20 jaar geleden

Ruth (4)

Deze doorlopende overdenking is ontstaan uit voordrachten en zijn voor de praktijk bedoeld. Moge de Heer ons door deze eenvoudige overdenking rijkelijk zegenen! – Het ligt mij op het hart daarop te wijzen, dat men uitleg over het Woord van God alleen met de Bijbel en onder gebed leest.

Belijdenis en praktijk

“Mijn God is koning”. “De God Israëls voor Wiens aangezicht ik sta”. “De Heere is mijn God”. “Gilead is een stad van werkers der ongerechtigheid; zij is betreden met bloedsporen”.

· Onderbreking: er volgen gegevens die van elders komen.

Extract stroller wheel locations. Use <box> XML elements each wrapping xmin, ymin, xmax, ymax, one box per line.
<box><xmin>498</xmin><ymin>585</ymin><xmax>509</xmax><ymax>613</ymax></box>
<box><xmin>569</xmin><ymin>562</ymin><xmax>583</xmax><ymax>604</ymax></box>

Drie dingen die de Heere welgevallig zijn, kenmerken Elia: Toen de hongersnood kwam, gebruikte de grote almachtige God de raven, de vraatzuchtigste vogel, om de man Gods aan de beek Krith te verzorgen. Ze brachten (1 Koningen 17:6). Toen nu de beek uitgedroogd was, zond God Zijn knecht naar een weduwe te Zarfath; deze stond bij zijn aankomst op het punt van de laatste hand vol meel voor zich en haar zoon toe te bereiden om het eten en daarna te sterven.

Hoe dankbaar waren toen de mensen – ook de onbekeerden – voor een korst brood, of zelfs een “hand vol meel”. Wie bidt vandaag nog daarom, of om een kledingstuk? Wie echter dankt de Heer genoeg – in ’t bijzonder wij, de kinderen van God – voor alle overvloedige dingen in de voorziening van voedsel en kleding? Onze God laat ons in zijn goedheid genieten van ontelbare dingen, die ver boven de maat “voedsel en kleding” uitgaan. Het gevaar van de welvaart is dat wij de Heer in de dingen van het leven nauwelijks nog nodig hebben. Het gevolg daarvan is dikwijls dat wij ons dingen veroorloven die in tegenspraak met onze belijdenis zijn.

“Mijn God is koning”

Misschien zegt de een of andere lezer van zichzelf: “Ik ben niet goddeloos en heb ook mijn geloof”. De vraag is deze, of u vergeving van uw zonden hebt, of u de Heer Jezus Christus als uw Heiland kent! Zo niet, dan is het de allerhoogste tijd om met de schuld van uw leven tot de Heer Jezus te komen en u door bekering tot God en geloof in het werk van Christus te laten redden! Wie echter een kind van God is moge zijn tegenwoordige standpunt in het licht van onze geschiedenis onderzoeken. Bent u een afgezonderde, een bijwoner en vreemdeling? Staat u voor het aangezicht van God of bevindt u zich op een plaats waar het getuigenis: “Mijn God is koning” of “de HEERE is mijn God” noch principieel, noch in de praktijk niet wordt gewaardeerd? Wij kennen allen de geschiedenis van Jakob, wiens weg vaak door eigen wil en overleggingen werd gekenmerkt. Wat echter zijn levensavond onderscheidde waren deze drie dingen: Terugblikkend op de vele kronkelingen van zijn pad, zei hij: “De God voor Wiens aangezicht mijn vaderen, Abraham en Izak, gewandeld hebben, de God Die mij als herder geleid heeft, mijn leven lang tot op deze dag, de Engel, Die mij verlost heeft van al het kwaad, zegene deze jongens, zodat door hen mijn naam en de naam van mijn vaderen, Abraham en Izak, genoemd zal blijven en zij in het midden van het land in menigte zullen toenemen” (Genesis 48:15-16 – HSV). De oudere lezers zullen zeker met dankbare harten met de woorden van Jakob instemmen en voor onze geliefde jongeren wensen wij dat zij hun schreden ver van iedere “weg van moeite”, van iedere weg naar “Moab”, in de wereld, mogen houden.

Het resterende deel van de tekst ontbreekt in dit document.